There are 4 main types of machine learning algorithms:
- Supervised machine learning.
- Unsupervised machine learning.
- Semi-supervised machine learning.
- Reinforcement machine learning.
- Supervised machine learning.
In a supervised machine learning algorithm, the model is trained based on both the labels, and the features. During the training phase the algorithm is given the labeled data and must find the function F(x) that will allow it to determine the label based on the features given. This type of machine learning is mostly used for classification and regression.
Here is an example of data (Features, and labels) used to train a supervised machine learning algorithm:
The features (Input) are the variables used to determine the label (Output).

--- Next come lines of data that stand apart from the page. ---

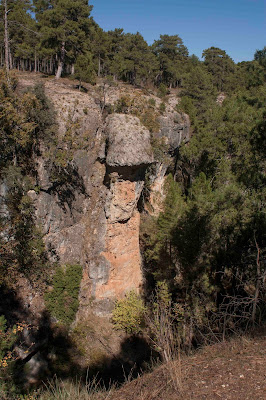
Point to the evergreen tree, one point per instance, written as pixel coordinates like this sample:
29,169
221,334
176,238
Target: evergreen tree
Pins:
220,65
172,54
64,25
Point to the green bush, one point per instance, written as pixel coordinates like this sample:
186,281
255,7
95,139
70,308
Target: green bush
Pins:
162,90
162,108
128,313
62,300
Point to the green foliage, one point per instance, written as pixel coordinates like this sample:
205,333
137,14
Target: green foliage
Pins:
84,70
128,313
260,56
162,108
162,90
62,300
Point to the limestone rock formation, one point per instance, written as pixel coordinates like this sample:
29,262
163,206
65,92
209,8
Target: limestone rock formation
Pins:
128,142
89,212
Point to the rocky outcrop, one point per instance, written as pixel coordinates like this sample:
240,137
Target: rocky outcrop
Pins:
89,212
128,142
175,128
127,157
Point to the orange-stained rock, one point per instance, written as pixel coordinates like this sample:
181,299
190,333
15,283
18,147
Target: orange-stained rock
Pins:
123,254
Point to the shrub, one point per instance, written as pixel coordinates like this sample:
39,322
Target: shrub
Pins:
162,107
62,301
128,313
162,90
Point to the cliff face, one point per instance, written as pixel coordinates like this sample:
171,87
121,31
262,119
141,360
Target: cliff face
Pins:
91,216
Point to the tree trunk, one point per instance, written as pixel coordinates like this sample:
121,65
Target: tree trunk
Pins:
61,62
99,65
257,290
6,39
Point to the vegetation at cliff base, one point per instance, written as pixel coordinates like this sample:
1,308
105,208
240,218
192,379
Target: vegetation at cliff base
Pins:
203,248
62,301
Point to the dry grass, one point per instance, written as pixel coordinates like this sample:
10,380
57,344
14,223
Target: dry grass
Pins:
233,370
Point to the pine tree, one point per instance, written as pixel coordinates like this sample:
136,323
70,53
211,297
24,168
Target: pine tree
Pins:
64,26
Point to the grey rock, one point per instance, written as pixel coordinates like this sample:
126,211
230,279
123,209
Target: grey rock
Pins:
175,127
128,142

- Unsupervised machine learning.
In an unsupervised machine learning model, the model is trained based on features only. During the training phase, the algorithm is given data containing only features without labels. And the algorithm must find patterns and insights in this data. This type of machine learning is mostly used for clustering and association.

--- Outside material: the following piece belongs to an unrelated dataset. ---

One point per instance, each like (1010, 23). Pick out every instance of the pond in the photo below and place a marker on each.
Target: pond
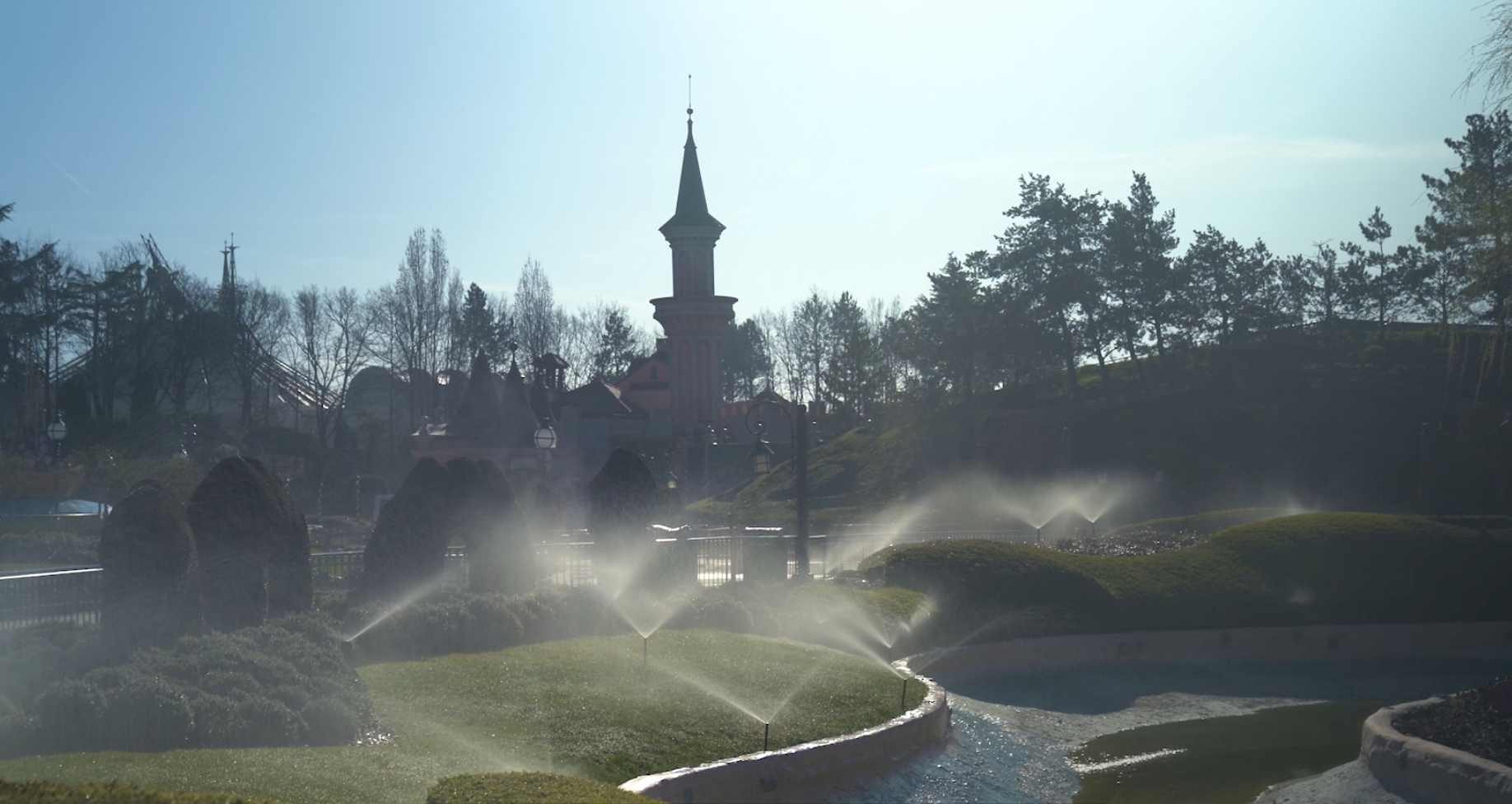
(1169, 732)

An example of unsupervised machine learning is K-means clustering.
- Semi-supervised machine learning.
(Labelled data is data with the features and labels included and unlabeled data is the data with the features only.)
In a Semi-supervised algorithm, the machine learning model is trained with a small quantity of labelled data and a big quantity of unlabeled data.
- Reinforcement machine learning.
In a reinforcement machine learning model, the training phase of the model is based on its own experience. It is based on trial and error. The algorithm tests a solution and receives feedback on how good it was. Based on this feedback the algorithm will adjust its future solutions and improve itself. It is a self-learning algorithm that can improve itself.